I wrote an article titled “Generating Synthetic Data Using a Generative Adversarial Network (GAN) with PyTorch” in the June 2021 edition of Microsoft Visual Studio Magazine. See https://visualstudiomagazine.com/articles/2021/06/02/gan-pytorch.aspx.
A generative adversarial network (GAN) is a deep neural system that can be used to generate synthetic data. GANs are somewhat similar to variational autoencoders (VAEs) in the sense that both systems generate synthetic data, but GANs are significantly more complex than VAEs.
Generating synthetic data is useful in several machine learning scenarios. One use case is when you have imbalanced training data for a particular class. For example, in a dataset of elementary school teacher information, you might have many females but very few males. You could train a GAN on the male employees and then use the GAN to generate synthetic male data items.

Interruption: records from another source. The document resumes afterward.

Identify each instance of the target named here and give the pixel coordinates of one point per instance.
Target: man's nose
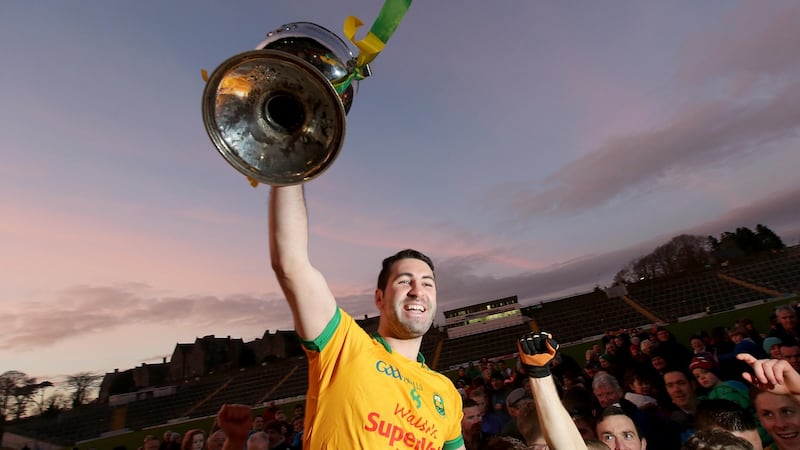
(415, 289)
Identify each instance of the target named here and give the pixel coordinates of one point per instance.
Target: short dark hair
(386, 267)
(721, 413)
(716, 440)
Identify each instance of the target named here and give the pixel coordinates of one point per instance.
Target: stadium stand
(579, 317)
(686, 295)
(585, 315)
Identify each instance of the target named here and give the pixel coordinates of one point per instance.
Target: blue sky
(531, 148)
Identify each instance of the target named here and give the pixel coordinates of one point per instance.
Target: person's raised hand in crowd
(772, 375)
(235, 421)
(536, 352)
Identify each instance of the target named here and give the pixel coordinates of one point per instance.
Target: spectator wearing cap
(639, 381)
(707, 374)
(772, 347)
(787, 327)
(515, 401)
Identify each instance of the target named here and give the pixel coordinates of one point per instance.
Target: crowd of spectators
(675, 394)
(636, 389)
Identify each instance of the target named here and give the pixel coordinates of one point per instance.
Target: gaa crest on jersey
(438, 403)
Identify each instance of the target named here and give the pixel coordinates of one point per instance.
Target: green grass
(135, 439)
(759, 314)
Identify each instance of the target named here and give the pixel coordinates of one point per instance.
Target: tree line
(21, 395)
(690, 253)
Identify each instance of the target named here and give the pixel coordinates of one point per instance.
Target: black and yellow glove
(536, 350)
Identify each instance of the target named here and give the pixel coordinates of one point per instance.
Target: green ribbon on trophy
(373, 43)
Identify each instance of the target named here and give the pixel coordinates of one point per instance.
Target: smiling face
(619, 432)
(197, 441)
(705, 378)
(408, 303)
(680, 390)
(780, 416)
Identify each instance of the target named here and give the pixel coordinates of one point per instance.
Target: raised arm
(536, 350)
(772, 375)
(306, 290)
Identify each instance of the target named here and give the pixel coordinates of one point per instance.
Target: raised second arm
(306, 290)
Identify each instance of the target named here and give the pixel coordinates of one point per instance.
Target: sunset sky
(532, 148)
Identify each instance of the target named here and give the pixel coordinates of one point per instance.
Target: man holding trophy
(276, 114)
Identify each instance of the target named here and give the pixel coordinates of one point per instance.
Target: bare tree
(681, 254)
(17, 391)
(81, 384)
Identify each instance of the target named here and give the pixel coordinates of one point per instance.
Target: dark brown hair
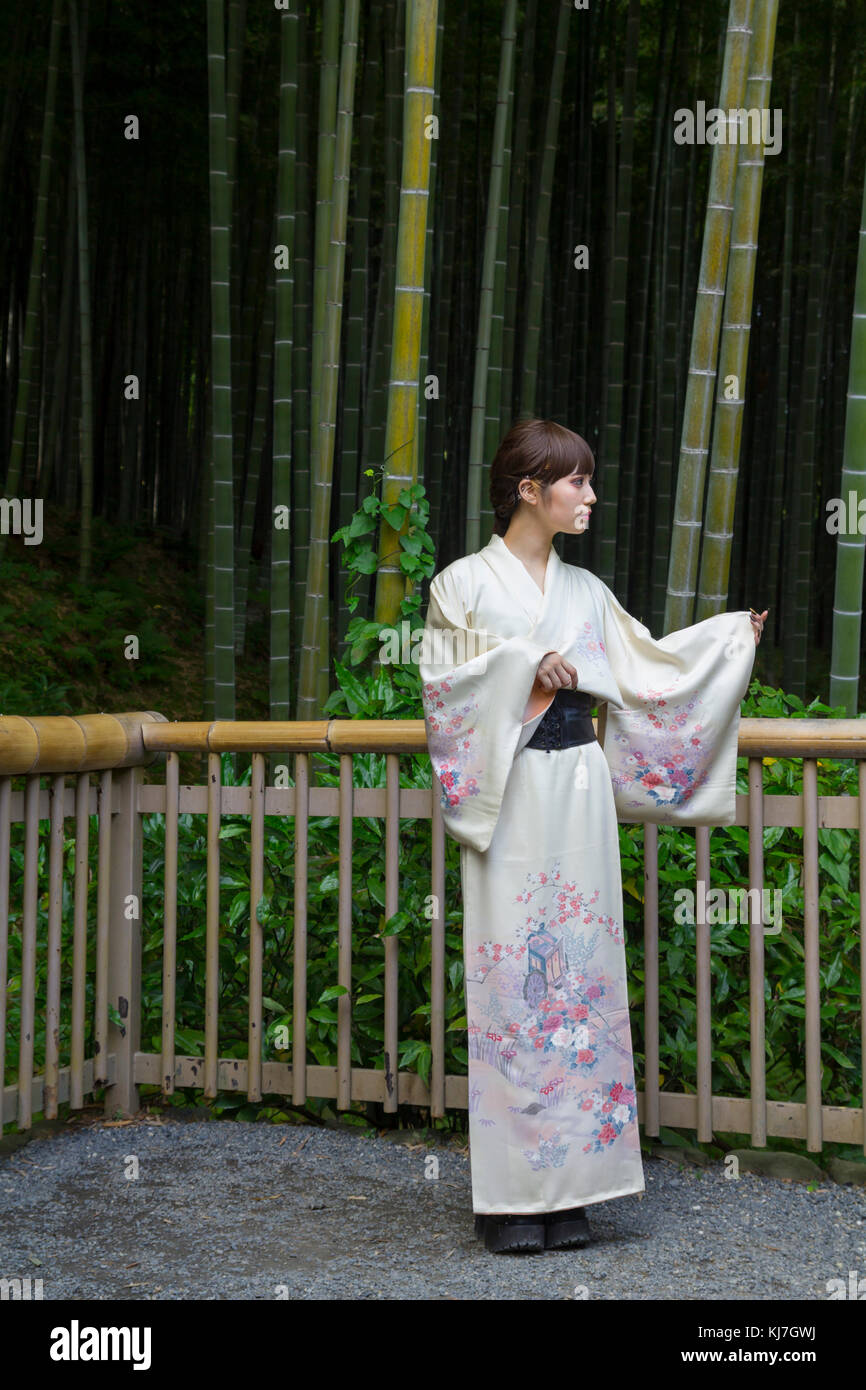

In the article I present a complete example where the source data consists of crude handwritten ‘2’ digits from the UCI Digits dataset. Each image is 8×8 pixels, where each pixel is a grayscale value between 0 and 16.
A GAN consists of two separate deep neural networks. A Generator create synthetic data items. A Discrimiator classifies an image as fake (from the Generator) or real (from the training data). The GAN system alternates between updating the Generator so that is produces better fake images (meaning more likely to fool the Discriminator) and updating the Discriminator so that it is better at distinguishing fake images from real images.
Although generating synthetic data items is useful and interesting, I suspect that GANs can be used for other purposes, such as anomaly detection.